In een Siciliaan gaat het gelijk op, al is de zwartspeler de eerste die van zijn aanvallende bedoelingen blijk geeft. Het doorschuiven van de witte c-pion (naar c5) leidt een spectaculaire fase in. De pion valt de zwarte dame aan, maar William doet hetzelfde met een loperzet. Aan het einde van de grote afruil hebben beiden nog een toren over, een licht stuk en zes pionnen.
Dan zet Albert zijn koning in als aanvalsstuk, terwijl zijn Heerhugowaardse collega lang op h1 blijft staan. Als de twee elk nog drie pionnen over hebben (en een paard voor wit en een loper voor zwart), staat de zwarte koning voor twee centrale vrijpionnen. Kundig spelend brengt hij ze naast elkaar op de tweede rij en is promotie niet tegen te houden.


1. e4 c5 2. Pf3 e6 3. d4 cxd4 4. Pxd4 Pf6 5. Ld3 Pc6 6. Pxc6 bxc6 7. c4 e5 8. 0-0 Le7 9. Pc3 d6 10. Lg5 0-0 11. Lxf6 Lxf6 12. De2 Tb8 13. b3 g6 14. Tfd1 Lg7 15. Tac1 f5 16. f3 Lh6 17. Tb1 Db6+ 18. Kh1 La6 19. c5 Lxd3 20. cxb6 Lxe2 21. bxa7 Lxd1 22. axb8D Txb8 23. Txd1 Lf8 (zie diagram) 24. Tb1 Kf7 25. b4 Ke6 26. b5 cxb5 27. Txb5 Txb5 28. Pxb5 Kd7 29. Pc3 Lh6 30. Pd5 Kc6 31. Pf6 fxe4 32. fxe4 Kc5 33. Pxh7 Kd4 34. Pf6 Lg5 35. Pe8 Le7 36. Pc7 Kxe4 37. Kg1 d5 38. Kf1 Kd4 39. Ke2 Kc4 40. g4 e4 41. Pe6 d4 42. g5 Kc3 43. h4 d3+ 44. Kd1 e3 45. Pf4 Kd4 46. a4 Ke4 47. Pg2 e2+ 48. Kc1 La3+ 49. Kd2 Lb4+ 50. Kc1 d2+.

 

Peter Vogelenzang – Jan Stapel ½-½
De langste partij van de middag duurt 64 zetten.

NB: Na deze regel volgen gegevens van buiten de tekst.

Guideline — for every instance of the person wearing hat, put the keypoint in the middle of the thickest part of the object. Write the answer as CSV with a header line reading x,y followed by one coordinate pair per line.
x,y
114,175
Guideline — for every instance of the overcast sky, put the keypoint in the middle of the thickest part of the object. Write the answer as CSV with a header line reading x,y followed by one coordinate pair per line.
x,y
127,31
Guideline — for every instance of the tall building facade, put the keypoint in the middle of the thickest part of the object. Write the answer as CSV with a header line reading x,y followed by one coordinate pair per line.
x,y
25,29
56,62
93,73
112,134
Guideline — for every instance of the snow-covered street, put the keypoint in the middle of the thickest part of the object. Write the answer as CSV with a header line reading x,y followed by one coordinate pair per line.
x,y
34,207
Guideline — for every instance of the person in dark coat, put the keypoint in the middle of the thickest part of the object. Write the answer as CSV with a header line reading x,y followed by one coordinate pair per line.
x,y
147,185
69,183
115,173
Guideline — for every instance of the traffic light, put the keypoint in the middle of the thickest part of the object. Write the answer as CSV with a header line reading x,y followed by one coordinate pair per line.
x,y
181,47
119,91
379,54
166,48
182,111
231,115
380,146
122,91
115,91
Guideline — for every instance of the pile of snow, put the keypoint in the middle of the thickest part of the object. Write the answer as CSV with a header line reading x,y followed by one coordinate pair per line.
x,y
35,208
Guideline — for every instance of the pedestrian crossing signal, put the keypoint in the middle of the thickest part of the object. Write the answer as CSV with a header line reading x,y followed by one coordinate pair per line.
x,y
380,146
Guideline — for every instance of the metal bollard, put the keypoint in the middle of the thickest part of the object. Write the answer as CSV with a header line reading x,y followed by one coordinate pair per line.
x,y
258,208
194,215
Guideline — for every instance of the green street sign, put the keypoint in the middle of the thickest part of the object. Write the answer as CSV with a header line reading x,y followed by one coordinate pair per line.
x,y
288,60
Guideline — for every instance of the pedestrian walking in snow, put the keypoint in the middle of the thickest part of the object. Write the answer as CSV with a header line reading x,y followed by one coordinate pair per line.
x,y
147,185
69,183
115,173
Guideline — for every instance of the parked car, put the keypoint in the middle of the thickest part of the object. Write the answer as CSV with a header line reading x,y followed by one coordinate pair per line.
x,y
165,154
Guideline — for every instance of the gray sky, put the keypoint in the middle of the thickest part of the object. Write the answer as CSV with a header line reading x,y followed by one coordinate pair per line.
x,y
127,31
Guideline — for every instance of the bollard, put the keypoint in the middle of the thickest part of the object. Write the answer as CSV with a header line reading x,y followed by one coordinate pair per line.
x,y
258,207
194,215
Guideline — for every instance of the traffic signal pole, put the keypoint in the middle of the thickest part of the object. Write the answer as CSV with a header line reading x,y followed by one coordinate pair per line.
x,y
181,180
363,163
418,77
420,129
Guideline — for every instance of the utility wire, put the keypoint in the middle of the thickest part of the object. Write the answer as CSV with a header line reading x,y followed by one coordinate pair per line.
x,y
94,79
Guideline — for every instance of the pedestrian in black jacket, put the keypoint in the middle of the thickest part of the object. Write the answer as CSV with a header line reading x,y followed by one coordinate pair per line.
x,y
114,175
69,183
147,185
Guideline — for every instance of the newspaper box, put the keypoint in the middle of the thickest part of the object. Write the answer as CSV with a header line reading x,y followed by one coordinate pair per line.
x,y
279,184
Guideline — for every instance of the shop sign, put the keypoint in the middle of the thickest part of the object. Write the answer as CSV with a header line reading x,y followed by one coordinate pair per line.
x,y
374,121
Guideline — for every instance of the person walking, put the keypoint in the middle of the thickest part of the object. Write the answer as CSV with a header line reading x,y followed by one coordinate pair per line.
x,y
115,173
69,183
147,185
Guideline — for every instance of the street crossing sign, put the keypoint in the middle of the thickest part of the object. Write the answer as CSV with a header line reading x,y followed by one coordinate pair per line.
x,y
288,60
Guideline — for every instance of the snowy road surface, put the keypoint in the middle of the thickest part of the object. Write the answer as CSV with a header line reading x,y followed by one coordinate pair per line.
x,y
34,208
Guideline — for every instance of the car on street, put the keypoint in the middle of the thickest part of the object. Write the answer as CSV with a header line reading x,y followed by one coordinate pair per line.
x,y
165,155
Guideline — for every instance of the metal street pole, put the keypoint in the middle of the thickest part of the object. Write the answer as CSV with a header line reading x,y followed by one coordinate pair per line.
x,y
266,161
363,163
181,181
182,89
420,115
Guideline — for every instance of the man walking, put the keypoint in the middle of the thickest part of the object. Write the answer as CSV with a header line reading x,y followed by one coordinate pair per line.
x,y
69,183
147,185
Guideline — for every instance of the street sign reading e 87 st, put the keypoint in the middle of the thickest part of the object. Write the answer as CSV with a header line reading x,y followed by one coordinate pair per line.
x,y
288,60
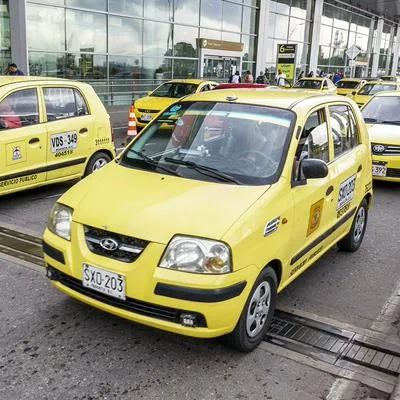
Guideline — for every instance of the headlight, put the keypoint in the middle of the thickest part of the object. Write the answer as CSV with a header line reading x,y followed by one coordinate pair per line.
x,y
60,221
196,255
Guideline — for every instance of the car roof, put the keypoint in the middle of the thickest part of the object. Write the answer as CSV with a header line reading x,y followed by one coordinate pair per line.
x,y
281,98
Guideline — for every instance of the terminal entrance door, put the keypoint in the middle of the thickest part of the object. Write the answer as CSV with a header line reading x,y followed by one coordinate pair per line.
x,y
220,68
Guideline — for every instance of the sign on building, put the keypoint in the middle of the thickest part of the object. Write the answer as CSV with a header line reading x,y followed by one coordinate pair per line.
x,y
286,60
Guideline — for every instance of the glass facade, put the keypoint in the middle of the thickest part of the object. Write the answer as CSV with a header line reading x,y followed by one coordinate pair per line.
x,y
147,41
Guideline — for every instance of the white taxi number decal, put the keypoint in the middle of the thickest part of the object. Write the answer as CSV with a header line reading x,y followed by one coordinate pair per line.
x,y
346,191
64,141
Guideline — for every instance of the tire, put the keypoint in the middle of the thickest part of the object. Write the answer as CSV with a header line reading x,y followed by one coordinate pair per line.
x,y
97,161
352,241
250,329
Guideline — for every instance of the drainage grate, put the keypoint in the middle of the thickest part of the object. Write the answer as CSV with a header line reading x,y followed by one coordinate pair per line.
x,y
330,344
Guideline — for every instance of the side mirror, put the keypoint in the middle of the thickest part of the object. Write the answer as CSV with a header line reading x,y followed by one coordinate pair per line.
x,y
312,168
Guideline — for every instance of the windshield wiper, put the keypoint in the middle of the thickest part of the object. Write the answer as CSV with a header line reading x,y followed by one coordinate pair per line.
x,y
152,162
202,169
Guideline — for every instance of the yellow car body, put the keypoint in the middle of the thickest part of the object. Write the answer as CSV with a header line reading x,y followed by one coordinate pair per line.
x,y
365,93
52,130
282,224
146,108
347,86
383,122
317,84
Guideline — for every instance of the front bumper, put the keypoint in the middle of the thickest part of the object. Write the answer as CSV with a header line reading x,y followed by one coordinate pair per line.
x,y
157,297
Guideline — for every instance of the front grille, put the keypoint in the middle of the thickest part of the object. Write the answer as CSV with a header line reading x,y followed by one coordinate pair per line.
x,y
128,250
143,110
393,173
132,305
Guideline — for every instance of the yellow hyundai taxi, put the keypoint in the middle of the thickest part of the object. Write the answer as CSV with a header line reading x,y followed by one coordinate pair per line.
x,y
216,206
362,95
51,130
321,85
382,115
347,86
164,95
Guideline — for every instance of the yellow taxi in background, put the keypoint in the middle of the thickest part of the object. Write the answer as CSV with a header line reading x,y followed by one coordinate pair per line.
x,y
223,200
322,85
365,93
51,130
346,86
164,95
382,116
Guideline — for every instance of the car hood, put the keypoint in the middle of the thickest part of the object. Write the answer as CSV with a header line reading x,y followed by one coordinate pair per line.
x,y
153,103
384,133
154,206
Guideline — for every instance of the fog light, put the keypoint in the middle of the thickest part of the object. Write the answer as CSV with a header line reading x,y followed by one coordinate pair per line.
x,y
188,319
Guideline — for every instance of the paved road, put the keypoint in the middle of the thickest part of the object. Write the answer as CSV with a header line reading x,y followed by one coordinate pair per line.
x,y
53,347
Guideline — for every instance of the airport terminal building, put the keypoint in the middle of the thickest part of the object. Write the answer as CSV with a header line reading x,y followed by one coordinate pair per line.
x,y
128,46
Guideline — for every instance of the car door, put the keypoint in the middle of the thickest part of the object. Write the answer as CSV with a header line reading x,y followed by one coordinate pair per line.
x,y
347,166
312,198
23,143
69,131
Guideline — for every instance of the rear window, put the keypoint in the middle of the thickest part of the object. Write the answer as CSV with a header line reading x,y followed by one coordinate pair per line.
x,y
245,142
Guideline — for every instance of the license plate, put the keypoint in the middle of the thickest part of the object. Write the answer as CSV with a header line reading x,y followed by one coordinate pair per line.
x,y
104,281
146,117
64,141
378,170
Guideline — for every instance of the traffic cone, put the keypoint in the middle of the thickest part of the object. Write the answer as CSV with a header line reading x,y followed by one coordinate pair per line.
x,y
132,130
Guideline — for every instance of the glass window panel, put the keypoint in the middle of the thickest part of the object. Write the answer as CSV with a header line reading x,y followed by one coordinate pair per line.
x,y
299,8
211,14
231,17
159,9
129,7
128,43
157,39
86,31
185,68
280,6
91,4
187,11
250,20
185,41
45,27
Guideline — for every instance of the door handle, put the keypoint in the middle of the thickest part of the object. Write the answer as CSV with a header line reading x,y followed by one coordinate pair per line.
x,y
34,140
329,190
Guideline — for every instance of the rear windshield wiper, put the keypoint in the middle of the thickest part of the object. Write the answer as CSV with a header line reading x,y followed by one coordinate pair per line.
x,y
202,169
152,162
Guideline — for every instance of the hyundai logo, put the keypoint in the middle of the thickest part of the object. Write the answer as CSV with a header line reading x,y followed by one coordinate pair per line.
x,y
378,148
109,244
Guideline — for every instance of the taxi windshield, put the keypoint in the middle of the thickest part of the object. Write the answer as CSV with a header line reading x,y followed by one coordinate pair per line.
x,y
385,109
308,84
347,84
175,90
219,142
372,88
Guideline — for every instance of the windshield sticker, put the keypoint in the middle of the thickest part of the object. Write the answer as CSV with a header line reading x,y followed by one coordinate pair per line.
x,y
314,219
346,192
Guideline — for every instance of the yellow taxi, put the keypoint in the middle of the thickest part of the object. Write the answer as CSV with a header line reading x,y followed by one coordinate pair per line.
x,y
51,130
164,95
223,200
347,86
365,93
322,85
382,116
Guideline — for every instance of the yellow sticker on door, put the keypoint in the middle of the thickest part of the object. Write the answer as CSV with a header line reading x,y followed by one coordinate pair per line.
x,y
315,216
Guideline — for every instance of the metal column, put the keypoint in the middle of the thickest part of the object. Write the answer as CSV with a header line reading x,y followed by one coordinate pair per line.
x,y
377,48
19,48
316,31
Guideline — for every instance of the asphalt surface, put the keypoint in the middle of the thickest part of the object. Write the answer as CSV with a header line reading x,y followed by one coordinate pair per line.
x,y
52,347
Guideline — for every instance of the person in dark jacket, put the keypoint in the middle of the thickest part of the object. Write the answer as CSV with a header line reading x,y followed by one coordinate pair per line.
x,y
13,70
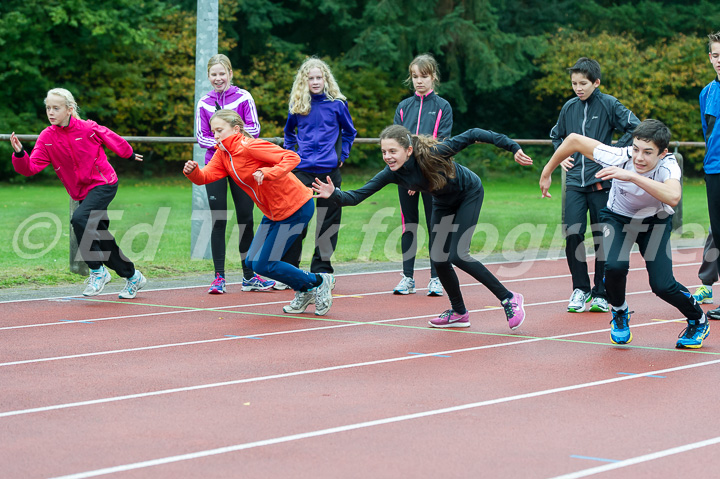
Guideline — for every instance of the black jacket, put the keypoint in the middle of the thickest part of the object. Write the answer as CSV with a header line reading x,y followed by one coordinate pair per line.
x,y
465,184
597,117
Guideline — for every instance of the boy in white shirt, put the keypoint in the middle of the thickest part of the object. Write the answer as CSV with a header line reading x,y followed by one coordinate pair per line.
x,y
639,210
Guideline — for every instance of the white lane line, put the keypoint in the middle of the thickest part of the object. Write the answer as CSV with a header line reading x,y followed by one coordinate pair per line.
x,y
181,310
640,459
91,402
379,422
274,333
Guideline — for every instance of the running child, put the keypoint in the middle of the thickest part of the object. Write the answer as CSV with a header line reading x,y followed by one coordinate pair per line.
x,y
263,171
421,163
225,95
319,126
597,115
424,113
645,187
75,149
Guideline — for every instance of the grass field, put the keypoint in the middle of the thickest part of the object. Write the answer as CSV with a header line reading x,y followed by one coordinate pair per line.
x,y
151,221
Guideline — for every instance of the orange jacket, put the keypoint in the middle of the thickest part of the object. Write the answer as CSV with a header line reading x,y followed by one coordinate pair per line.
x,y
279,196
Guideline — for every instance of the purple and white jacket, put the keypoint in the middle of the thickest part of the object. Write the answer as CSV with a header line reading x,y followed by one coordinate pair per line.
x,y
233,98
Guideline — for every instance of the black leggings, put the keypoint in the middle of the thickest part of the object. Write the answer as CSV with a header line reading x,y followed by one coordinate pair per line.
x,y
217,199
452,230
90,224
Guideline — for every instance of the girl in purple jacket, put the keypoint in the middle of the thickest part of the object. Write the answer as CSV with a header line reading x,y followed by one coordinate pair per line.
x,y
74,147
225,95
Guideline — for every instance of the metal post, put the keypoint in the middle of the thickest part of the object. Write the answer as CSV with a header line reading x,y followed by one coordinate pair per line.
x,y
206,45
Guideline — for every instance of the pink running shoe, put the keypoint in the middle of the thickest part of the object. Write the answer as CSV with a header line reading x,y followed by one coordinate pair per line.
x,y
450,319
217,286
514,310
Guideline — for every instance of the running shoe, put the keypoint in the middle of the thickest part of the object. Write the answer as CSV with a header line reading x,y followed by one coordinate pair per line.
x,y
450,319
514,310
132,285
693,335
405,286
256,283
96,282
620,327
323,294
435,287
599,305
703,295
300,302
217,286
578,301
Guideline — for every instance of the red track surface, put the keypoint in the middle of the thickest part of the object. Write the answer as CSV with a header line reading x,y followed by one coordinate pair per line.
x,y
178,383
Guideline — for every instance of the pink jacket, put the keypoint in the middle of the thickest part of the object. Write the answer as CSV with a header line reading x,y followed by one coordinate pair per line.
x,y
77,154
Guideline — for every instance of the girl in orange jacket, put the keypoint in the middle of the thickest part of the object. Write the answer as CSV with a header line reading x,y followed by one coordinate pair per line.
x,y
263,170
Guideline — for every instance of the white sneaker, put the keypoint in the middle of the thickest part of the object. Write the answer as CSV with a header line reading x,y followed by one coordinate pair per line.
x,y
132,286
405,286
435,287
96,282
323,294
578,301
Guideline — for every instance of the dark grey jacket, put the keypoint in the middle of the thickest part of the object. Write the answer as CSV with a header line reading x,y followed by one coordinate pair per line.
x,y
597,117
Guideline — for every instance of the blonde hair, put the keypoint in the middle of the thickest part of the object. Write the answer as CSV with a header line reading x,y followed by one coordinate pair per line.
x,y
232,117
426,65
435,168
300,93
69,100
223,60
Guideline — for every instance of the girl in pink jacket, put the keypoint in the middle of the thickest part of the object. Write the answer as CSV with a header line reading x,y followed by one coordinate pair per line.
x,y
74,147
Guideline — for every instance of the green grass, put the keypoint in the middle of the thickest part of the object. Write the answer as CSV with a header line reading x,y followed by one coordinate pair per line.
x,y
514,219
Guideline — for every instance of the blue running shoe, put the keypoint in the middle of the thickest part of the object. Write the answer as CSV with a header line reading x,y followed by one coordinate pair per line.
x,y
703,295
693,336
620,327
256,283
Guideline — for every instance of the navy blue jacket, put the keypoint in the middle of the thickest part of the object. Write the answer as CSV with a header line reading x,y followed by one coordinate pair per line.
x,y
317,134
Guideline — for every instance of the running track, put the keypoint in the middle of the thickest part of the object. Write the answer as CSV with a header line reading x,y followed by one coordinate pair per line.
x,y
178,383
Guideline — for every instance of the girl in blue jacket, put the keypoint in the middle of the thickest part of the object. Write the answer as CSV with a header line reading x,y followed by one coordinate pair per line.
x,y
319,126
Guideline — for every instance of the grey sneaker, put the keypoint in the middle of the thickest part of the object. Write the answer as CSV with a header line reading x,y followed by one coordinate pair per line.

Even voor half zes zijn Peter Vogelenzang en Jan Stapel tevreden met remise.
Als wit zijn centrumpionnen heeft geruild, ontbrandt de strijd. In het open terrein voelt een zwart paard zich geweldig en hij springt naar het sterke veld e3. Het is een vork naar de koningstoren en een onverdedigde pion op c2. Peter kiest voor een aanvallende oplossing. Hij slaat met de toren een paard op f6, waarmee Jans defensie wordt aangetast. De g-lijn komt half open en wit heeft een sterk paard op f6.
Beide spelers doen niet voor elkaar onder. Na dameruil kijkt de Medemblikse lenteveteraan nog steeds tegen de kwaliteit achter aan, maar hij heeft een schitterend loperpaar. Zwart kan zijn paard ruilen tegen de zwartveldige loper en als hij meer spel krijgt voor zijn torens, lijkt het er somber uit te zien voor wit. Peter mist echter – als zwart naar de tijdnood kruipt – een geweldige kans (torenwinst na loperschaak) op revanche voor de verliespartij tegen Jan in 2010. Daarna kan zwart met herhaling van zetten het halve punt veilig stellen.


1. e4 c5 2. Pc3 e6 3. Pge2 a6 4. g3 Pc6 5. Lg2 d6 6. a4 Ld7 7. d4 cxd4 8. Pxd4 Pf6 9. 0-0 Le7 10. Pb3 0-0 11. a5 Pe5 12. f4 Pc4 13. e5 dxe5 14. Lxb7 Ta7 15. Lg2 exf4 16. Txf4 Dc8 17. Tf1 Td8 18. De2 Le8 19. Pd2 Lc5+ 20. Kh1 Pe3 21. Txf6 gxf6 22. Pde4 Pf5 23. Pxf6+ Kf8 24. Pce4 h6 25. Pxc5 Dxc5 26. b3 Dd4 27. La3+ Kg7 28. Pxe8+ Txe8 29. Td1 De3 30. Dg4+ Dg5 31. De4 Td8 32. Lb2+ Kg8 33. Te1 Tad7 34. De5 Dg7 35. Lf3 Dxe5 36. Lxe5 Pd4 37. Le4 f5 38. Ld3 (zie diagram) Pf3 39. Te3 Pxe5 40. Txe5 Td6 41. Kg2 Kf7 42. Kf3 Tb8 43. Ke3 Tc8 44. Kd2 Kf6 45. Te1 e5 46. Ke3 Tc3 47. Kd2 Tc5 48. b4 Tcd5 49. Ke3 e4 50. Lf1 Td2 51. c4 Tb2 52. b5 Tb3+ 53. Kf2 Td2+ 54. Kg1 axb5 55. cxb5 Ke6 56. g4 Td4 57. gxf5+ Kxf5 58. Ta1 Td8 59. a6 Ta8 60. Tc1 Tg8+ 61. Kh1 Tg7 62. Ta1 Ta7 63. Tc1 Tg7 64. Ta1 Ta7.